Y no es que no quieran. Es que nadie se lo ha explicado de forma clara, cercana y respetuosa.
Venga, te dejo que te saltes alguna parte...
Tecnología sin edad: Inteligencia Artificial y personas mayores
Existe una idea muy extendida, aunque injusta: que la tecnología es cosa de jóvenes. Nada más lejos de la realidad. Las personas mayores no solo pueden aprender, sino que muchas veces lo hacen con un compromiso y una curiosidad admirables. Lo que necesitan no es tanto una clase magistral sobre inteligencia artificial, sino un acompañamiento cercano, con ejemplos que conecten con su vida y con su experiencia.
¿Por qué no enseñarles a usar un asistente por voz que les recuerde la medicación? ¿O mostrarles cómo una app puede ayudarles a ejercitar la memoria con juegos personalizados? ¿O incluso hablarles de cómo la IA está empezando a detectar signos tempranos de Alzheimer con herramientas que, hace unos años, ni soñábamos?
Cuando hablamos de alfabetización digital, hablamos también de dignidad. De la posibilidad de entender el mundo que te rodea y de participar en él, en lugar de quedarte en los márgenes.
La brecha digital también es una forma de exclusión
La brecha digital no se mide solo en megas o dispositivos. También se mide en confianza, en autoestima, en la sensación de estar al día o quedarse atrás. Muchas personas mayores experimentan una desconexión profunda con lo que ocurre a su alrededor porque no entienden cómo funcionan las nuevas tecnologías.
Y en esa desconexión también hay dolor. Porque no saber usar una app del banco, no poder pedir cita médica por internet o no entender cómo funcionan ciertas plataformas, va generando una sensación de inutilidad que no tiene nada que ver con la edad, sino con las barreras que como sociedad seguimos poniendo.
Enseñar IA a las personas mayores no es para que se conviertan en expertas en programación. Es para que no tengan miedo. Para que puedan mirar a la tecnología de frente y decidir qué les sirve y qué no. Para que puedan usarla a su favor, y no sentir que les da la espalda.
IA para vivir mejor
La Inteligencia Artificial tiene un potencial enorme para mejorar la calidad de vida de las personas mayores. Desde herramientas que estimulan funciones cognitivas, hasta robots que les hacen compañía en momentos de soledad. Desde videojuegos que detectan el deterioro cognitivo antes que muchas pruebas clínicas, hasta redes sociales adaptadas para que puedan comunicarse con su entorno de forma sencilla.

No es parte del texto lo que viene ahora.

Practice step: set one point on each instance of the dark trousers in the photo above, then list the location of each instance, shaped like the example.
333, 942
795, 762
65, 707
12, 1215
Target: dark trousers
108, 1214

Y aquí está lo bonito: muchas de estas herramientas ya existen, y están funcionando. Solo falta acercarlas a quienes más podrían beneficiarse de ellas.
La ética también va de a quién incluimos
No podemos hablar de una IA ética si dejamos fuera a quienes más podrían necesitarla. No podemos diseñar el futuro sin contar con las personas mayores. Si no les explicamos cómo funcionan estas tecnologías, si no les escuchamos, si no les damos las herramientas para opinar, decidir y participar… entonces estamos construyendo un mundo que excluye.
Y eso, en una sociedad que se dice inclusiva, no puede ser una opción.
Hay que hablar con ellas. Hay que enseñarles. Hay que acompañarles en este camino que no tiene por qué ser hostil. Porque la inteligencia artificial, si se usa bien, puede ser una aliada valiosa para envejecer con más autonomía, con más conexión y con más bienestar.
Pero para eso, primero hay que contar con ellas. Incluirlas. Mirarlas. Y sobre todo, escuchar lo que tienen que decir. Porque si algo tiene la sabiduría de la edad, es que no le teme al cambio. Solo necesita que alguien le tienda la mano.